In the 2009 legislative session, Rep. Ben Ferry introduced legislature which would more clearly define which rivers and streams were available to the public. His bill got shut down. Now, in 2010, State Rep. Lorie Fowlke introduced a bill which would further trample on the rights of private property owners through whose property these “recreational rivers” flow. Advocates of the bill call it a good “compromise”, but the Farm Bureau remains in firm opposition. Farm Bureau CEO Randy Parker insists that the 2008 Supreme Court ruling directly violates the constitutional clause which states, “Private property shall not be taken or damaged for public use without just compensation”. He argues that Utah already has many public access points for recreational use, and that private property owners should not have their land legislated out of their hands.

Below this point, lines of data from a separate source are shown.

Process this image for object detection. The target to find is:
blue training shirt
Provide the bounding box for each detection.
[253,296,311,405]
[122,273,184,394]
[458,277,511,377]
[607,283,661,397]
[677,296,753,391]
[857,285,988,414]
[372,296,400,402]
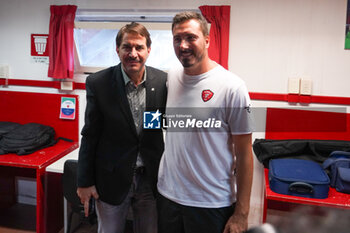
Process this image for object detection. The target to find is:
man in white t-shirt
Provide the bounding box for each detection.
[158,12,253,233]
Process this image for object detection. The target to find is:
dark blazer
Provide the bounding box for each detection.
[78,64,167,205]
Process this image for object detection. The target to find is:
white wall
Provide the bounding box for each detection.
[0,0,350,229]
[0,0,350,97]
[230,0,350,97]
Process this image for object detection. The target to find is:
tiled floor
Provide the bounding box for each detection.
[0,204,133,233]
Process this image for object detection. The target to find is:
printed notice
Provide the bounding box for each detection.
[60,97,75,120]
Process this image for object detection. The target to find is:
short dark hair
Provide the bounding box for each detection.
[115,22,152,48]
[171,11,209,36]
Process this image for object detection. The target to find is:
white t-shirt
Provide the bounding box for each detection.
[158,65,253,208]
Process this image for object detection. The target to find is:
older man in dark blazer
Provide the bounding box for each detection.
[77,23,167,233]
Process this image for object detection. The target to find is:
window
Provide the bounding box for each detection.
[74,10,190,73]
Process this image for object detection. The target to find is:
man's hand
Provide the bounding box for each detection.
[77,185,98,217]
[224,214,248,233]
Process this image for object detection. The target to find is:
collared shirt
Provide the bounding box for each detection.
[122,66,147,167]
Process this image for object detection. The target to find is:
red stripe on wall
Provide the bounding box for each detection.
[0,78,350,105]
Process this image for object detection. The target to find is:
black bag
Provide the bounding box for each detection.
[0,121,21,139]
[269,159,329,199]
[0,123,57,155]
[253,139,350,168]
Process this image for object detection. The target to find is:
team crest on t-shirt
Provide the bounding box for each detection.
[202,90,214,102]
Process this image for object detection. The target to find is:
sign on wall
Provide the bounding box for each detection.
[30,34,49,64]
[60,97,75,120]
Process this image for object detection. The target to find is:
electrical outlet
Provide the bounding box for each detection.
[288,78,300,94]
[300,79,312,95]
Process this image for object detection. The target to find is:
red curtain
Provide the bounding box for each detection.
[199,5,231,69]
[48,5,77,79]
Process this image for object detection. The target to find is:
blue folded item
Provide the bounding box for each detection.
[269,159,330,199]
[322,151,350,193]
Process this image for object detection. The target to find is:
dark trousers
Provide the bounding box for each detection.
[157,194,235,233]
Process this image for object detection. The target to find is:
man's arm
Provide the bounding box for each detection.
[77,77,101,217]
[224,134,253,233]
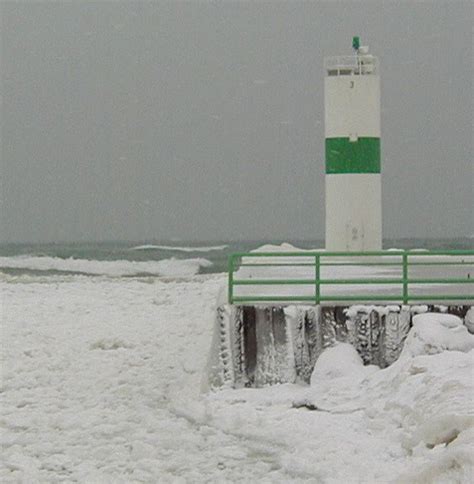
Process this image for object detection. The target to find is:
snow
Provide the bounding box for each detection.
[0,256,212,277]
[0,272,474,484]
[400,313,474,357]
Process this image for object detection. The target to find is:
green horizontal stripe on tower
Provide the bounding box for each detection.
[326,138,380,174]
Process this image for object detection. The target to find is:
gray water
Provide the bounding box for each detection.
[0,238,474,274]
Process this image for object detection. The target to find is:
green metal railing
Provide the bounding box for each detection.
[228,250,474,305]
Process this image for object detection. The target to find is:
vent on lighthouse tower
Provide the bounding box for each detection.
[324,37,382,251]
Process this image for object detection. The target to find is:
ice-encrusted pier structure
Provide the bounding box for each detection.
[208,250,474,387]
[208,37,474,387]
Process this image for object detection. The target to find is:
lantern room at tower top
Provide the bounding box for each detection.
[324,37,382,251]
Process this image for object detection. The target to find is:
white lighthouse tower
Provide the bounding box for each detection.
[324,37,382,251]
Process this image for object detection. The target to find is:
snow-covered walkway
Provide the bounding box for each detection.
[0,275,472,483]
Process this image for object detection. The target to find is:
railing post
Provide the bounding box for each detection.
[402,251,408,304]
[314,254,321,305]
[227,254,234,304]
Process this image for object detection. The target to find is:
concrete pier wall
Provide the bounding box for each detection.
[207,305,474,387]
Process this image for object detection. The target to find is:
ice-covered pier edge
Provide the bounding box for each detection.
[205,303,474,389]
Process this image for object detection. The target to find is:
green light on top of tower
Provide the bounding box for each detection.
[352,35,360,50]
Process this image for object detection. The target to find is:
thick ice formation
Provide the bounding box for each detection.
[0,275,474,484]
[400,313,474,358]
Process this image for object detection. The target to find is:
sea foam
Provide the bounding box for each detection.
[0,256,212,277]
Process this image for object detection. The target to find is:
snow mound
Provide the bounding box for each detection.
[311,343,365,386]
[464,306,474,334]
[0,256,212,277]
[400,313,474,358]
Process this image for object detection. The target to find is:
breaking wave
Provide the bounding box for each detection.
[0,256,212,277]
[130,244,228,252]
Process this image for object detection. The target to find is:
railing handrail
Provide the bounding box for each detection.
[228,249,474,304]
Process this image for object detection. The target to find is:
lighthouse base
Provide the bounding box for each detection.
[326,173,382,252]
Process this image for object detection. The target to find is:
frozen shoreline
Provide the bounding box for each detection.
[0,274,473,483]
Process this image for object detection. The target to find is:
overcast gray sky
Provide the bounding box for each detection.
[0,0,474,242]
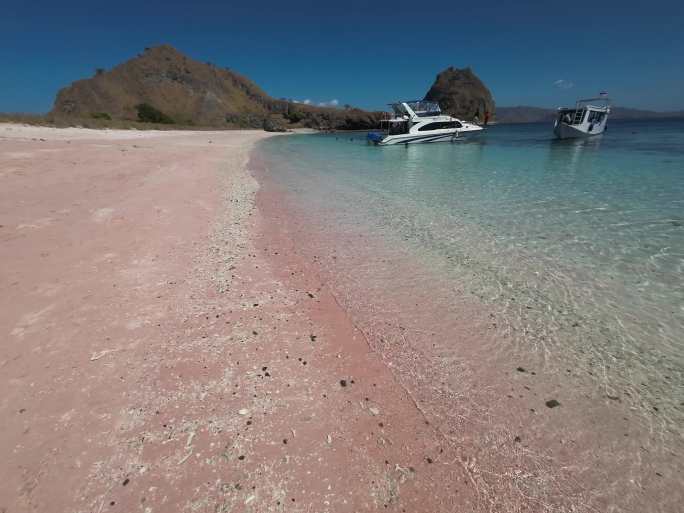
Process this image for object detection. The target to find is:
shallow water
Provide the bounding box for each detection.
[259,121,684,511]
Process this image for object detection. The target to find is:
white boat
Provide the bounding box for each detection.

Meanwhile, in another hemisphere, Australian farmers are also protesting a recent government land-grab. The Australian government has been seizing millions of hectares (1 hectare is roughly 2.5 acres) of land, claiming it is a “carbon sink” in order to comply with their regulations under the Kyoto treaty. This renders the land completely unusable, and the landowner does not receive compensation.
Australian farmers are at their wits end trying to get their government to listen. In an extreme case, Peter Spenser spent 52 days on a hunger strike atop a wind mast after having his land revoked without compensation. Luckily, he is not alone. On February 2, hundreds of Australian farmers, with help from the New South Wales Farmers Association and Property Rights Australia, will be bussed from their hometowns to the Parliament House in Canberra to show their frustrations.
Secretary of State John Jay said it best: “No power on earth has a right to take our property from us without our consent.” No matter if you’re in the American West or the Australian Outback – humans expect their property rights to be respected by their government.